The Boxer
Hi, I really enjoyed your first couple chapters of your story! I just have a few critiques to make your book potentially better (but use them as you please).
- I feel like the introduction of your 'bad boy, love, interest' could be a bit less "I'm going to literally destroy you" if you know what I mean. Leaving out the bold letters and blending them in as the character thoughts might help it flow better with italicized print. Maybe something like:
"I licked my lips as I eyed the pair up and down, they looked so happy, so, so, happy. And I despised them for that, that they could walk about happily while my life was a disaster. The taller female caught my eye immediately. . . . (later in)* **** I felt the urge creep up and into my throat, the monster was speaking to me again- telling me things I knew I shouldn't do. , , to kill, to murder, to hurt these women just as my mom had hurt me all these years. . . "
Just as an example. Also, you noted that the character's eyes changed colors but I wasn't sure if this book was fiction or if it was rooted to normal day.

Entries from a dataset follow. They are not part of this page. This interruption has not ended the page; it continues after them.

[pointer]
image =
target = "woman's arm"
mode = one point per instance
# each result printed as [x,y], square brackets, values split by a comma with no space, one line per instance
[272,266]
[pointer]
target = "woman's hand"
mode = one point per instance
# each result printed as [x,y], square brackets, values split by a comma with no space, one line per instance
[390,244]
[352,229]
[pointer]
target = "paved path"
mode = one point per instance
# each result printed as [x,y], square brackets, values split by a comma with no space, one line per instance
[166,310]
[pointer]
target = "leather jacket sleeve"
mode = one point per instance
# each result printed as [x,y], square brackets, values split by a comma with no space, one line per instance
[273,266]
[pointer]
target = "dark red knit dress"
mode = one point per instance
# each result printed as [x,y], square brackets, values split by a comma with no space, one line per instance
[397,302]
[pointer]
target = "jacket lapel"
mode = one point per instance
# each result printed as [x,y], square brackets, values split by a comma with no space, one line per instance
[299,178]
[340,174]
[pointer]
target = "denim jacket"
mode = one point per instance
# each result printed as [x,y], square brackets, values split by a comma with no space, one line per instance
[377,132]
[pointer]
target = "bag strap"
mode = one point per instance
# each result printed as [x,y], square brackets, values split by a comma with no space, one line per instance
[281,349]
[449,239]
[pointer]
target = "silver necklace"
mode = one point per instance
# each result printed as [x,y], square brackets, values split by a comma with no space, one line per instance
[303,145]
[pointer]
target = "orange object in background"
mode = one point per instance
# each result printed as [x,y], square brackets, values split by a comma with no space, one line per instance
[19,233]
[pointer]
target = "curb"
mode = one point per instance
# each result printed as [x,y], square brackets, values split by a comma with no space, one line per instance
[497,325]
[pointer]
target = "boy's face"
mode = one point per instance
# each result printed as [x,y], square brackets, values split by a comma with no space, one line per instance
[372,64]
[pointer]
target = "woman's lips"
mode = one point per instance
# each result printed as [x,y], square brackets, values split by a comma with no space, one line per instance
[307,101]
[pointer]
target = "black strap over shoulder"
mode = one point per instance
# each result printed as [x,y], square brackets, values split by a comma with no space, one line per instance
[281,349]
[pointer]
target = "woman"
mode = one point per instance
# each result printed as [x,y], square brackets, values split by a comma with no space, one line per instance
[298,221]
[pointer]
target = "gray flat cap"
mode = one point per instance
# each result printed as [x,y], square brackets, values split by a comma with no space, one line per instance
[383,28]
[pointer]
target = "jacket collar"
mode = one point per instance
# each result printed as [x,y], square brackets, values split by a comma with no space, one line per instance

Most people's eyes don't go terribly wacky that fast if they're off their meds.
Another thing to you might want to insert in the beginning might be a flashback scene before your love interest is introduced potentially in a psych ward so the readers can be introduced to him before the main character is.
Otherwise good read- I'm excited to see how this story progresses and I hope these comments find you well.
Let me know if you have any questions!